I made an impulse-expenditure of $5 at a computer swap-meet today, for a shiny new power supply.
The idea was to drop it in the creaky old pentium I keep in the other room for web-browsing, .mp3 playing, and the occasional head-to-head Starcraft session. It’s picked up the habit of sounding like a dying elephant for the first half-hour or so that it’s turned on – so I tend not to turn it on.
Now that I’ve got home, I noticed that my new purchase is a switching power supply, and said creaky old pentium does not have a motherboard which supports such new-fangled craziness-- it has the old school 12-pin AT PS sockets.
Can I get away with spoojing the leads from the new PS onto the plugs from the old one, and just insulating the ends of the eight “extra” wires?
The colour-coding is conveniently the same, although the red leads have a lower amperage in the new PS – 5v/20a, down from 5v/23a.
Is this likely to be doable? Or should I bother?

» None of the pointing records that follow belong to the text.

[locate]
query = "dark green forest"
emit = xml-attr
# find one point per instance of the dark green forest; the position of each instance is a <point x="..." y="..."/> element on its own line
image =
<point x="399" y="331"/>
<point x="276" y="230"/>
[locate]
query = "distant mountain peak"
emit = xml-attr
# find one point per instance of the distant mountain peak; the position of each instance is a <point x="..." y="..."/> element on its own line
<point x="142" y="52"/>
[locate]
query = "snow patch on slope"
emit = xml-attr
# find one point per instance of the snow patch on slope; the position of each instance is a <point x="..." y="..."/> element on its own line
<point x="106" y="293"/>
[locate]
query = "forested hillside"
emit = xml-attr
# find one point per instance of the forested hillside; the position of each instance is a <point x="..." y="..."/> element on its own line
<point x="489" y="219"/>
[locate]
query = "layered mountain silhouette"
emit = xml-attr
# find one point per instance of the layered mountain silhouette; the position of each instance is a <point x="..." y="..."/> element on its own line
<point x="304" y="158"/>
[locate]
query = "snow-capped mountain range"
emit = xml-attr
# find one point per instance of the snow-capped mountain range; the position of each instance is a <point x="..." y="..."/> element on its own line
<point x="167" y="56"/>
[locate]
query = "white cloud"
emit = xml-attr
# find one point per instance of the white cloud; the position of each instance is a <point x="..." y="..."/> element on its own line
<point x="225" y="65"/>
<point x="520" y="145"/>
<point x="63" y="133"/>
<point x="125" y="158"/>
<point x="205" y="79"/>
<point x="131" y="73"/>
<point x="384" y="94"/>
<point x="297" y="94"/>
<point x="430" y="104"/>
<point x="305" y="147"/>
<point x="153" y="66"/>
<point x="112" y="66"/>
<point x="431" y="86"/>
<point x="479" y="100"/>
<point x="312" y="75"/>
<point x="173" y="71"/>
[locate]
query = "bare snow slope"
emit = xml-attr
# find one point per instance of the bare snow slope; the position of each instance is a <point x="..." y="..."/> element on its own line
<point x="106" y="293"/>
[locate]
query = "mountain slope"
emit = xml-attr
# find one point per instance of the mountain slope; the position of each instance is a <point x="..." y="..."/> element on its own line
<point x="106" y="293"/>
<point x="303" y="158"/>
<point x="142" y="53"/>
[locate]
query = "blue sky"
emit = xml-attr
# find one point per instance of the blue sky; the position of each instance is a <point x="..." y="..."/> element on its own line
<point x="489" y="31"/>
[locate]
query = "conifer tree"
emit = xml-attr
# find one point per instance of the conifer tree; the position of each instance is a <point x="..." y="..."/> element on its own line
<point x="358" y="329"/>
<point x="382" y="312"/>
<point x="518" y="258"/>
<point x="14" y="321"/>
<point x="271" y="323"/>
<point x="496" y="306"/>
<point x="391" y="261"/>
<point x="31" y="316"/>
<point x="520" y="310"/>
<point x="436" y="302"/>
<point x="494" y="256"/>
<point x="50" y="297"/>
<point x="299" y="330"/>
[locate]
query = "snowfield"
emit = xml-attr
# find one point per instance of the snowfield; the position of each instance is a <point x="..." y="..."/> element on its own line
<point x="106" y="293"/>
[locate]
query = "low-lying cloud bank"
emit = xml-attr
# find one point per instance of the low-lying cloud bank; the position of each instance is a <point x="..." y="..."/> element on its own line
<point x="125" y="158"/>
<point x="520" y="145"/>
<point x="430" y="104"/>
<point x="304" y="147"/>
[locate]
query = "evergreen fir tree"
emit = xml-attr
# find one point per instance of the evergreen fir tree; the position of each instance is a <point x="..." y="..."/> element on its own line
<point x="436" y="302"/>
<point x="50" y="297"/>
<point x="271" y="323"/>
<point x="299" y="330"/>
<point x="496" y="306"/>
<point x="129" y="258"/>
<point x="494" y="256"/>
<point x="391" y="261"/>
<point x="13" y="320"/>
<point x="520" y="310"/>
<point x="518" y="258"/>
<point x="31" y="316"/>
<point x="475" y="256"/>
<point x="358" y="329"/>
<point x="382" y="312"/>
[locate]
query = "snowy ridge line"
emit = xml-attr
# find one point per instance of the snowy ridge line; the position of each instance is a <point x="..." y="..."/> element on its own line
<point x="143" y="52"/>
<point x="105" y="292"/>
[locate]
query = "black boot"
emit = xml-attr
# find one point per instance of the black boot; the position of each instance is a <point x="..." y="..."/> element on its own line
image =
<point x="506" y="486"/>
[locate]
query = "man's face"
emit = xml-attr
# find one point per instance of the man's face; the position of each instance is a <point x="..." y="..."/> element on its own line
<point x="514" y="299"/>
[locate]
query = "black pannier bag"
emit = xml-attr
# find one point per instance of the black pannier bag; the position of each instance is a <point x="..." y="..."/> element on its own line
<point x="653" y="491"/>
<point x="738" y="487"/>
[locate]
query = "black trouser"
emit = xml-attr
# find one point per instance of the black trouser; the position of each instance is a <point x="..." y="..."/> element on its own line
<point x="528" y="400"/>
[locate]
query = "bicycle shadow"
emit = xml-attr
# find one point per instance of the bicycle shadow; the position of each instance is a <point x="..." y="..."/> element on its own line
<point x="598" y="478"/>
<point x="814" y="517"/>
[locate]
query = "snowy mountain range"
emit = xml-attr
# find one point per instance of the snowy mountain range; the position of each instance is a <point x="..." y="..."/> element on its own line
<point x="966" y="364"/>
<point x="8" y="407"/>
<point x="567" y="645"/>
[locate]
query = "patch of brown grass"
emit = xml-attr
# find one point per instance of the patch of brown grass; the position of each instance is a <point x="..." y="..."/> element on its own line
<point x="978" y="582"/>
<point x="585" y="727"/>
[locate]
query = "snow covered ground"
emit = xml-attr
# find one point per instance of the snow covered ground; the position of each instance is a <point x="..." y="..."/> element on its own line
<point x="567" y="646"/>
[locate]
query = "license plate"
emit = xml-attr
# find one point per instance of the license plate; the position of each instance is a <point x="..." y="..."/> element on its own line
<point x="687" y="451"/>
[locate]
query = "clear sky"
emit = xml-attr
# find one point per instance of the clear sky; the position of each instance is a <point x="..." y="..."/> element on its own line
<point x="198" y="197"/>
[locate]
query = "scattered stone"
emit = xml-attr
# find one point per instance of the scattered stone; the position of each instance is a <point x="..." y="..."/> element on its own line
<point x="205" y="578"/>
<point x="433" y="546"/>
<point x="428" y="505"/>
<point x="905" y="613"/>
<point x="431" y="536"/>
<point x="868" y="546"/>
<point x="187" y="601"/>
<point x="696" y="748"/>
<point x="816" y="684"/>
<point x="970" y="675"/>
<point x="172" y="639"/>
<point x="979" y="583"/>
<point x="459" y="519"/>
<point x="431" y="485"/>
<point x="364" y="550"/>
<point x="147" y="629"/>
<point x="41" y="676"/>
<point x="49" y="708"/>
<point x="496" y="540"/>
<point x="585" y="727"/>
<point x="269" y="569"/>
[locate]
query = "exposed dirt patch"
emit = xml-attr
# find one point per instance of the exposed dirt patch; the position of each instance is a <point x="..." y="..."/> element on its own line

My intuition is that it should work fine, but I’d appreciate input from folks with a more solid electronics background.
…I see that some of the “extra” wires are for the switch…
I’m guessing if this were to work at all, I’d need to connect the green wire labeled “P.S. On” and one of the grounds to the power switch. Would this work?
Also, what about the reset button? And what is the wire labelled “P.G.” for?
Even the older AT power supplies were switching power supplies. It sounds like what you have there is an ATX power supply, which AFAIK, is incompatible with an AT mainboard. For one thing, the ATX supply has a wire called POWER_GOOD which tells the PS that the mainboard is happy about the volatage levels. However, there are Pentium-class AT form-factor mainboards that have both ATX and AT connectors, and will drop in to your existing case, and they’re failry cheap.
A more elegant solution to my immediate problem presents itself–
I’ll just cannibalize the muffin fan from the new one for use in the old one-- they’re exactly the same.
Two wires to splice instead of twelve – and no doubt that it’ll work. :smack:
Old AT PS’s are dirt cheap. My local Goodwill sells them for $3 used. A new once could cost a whopping $10. Note: don’t test them without a load. Plug it into a HD and old MB to test.
I have seen the opposite connector: Adapts an AT PS for an ATX MB. I don’t see how they would work. Since they’re about $8, even if a ATX->AT connector existed, it’s cheaper getting an AT PS.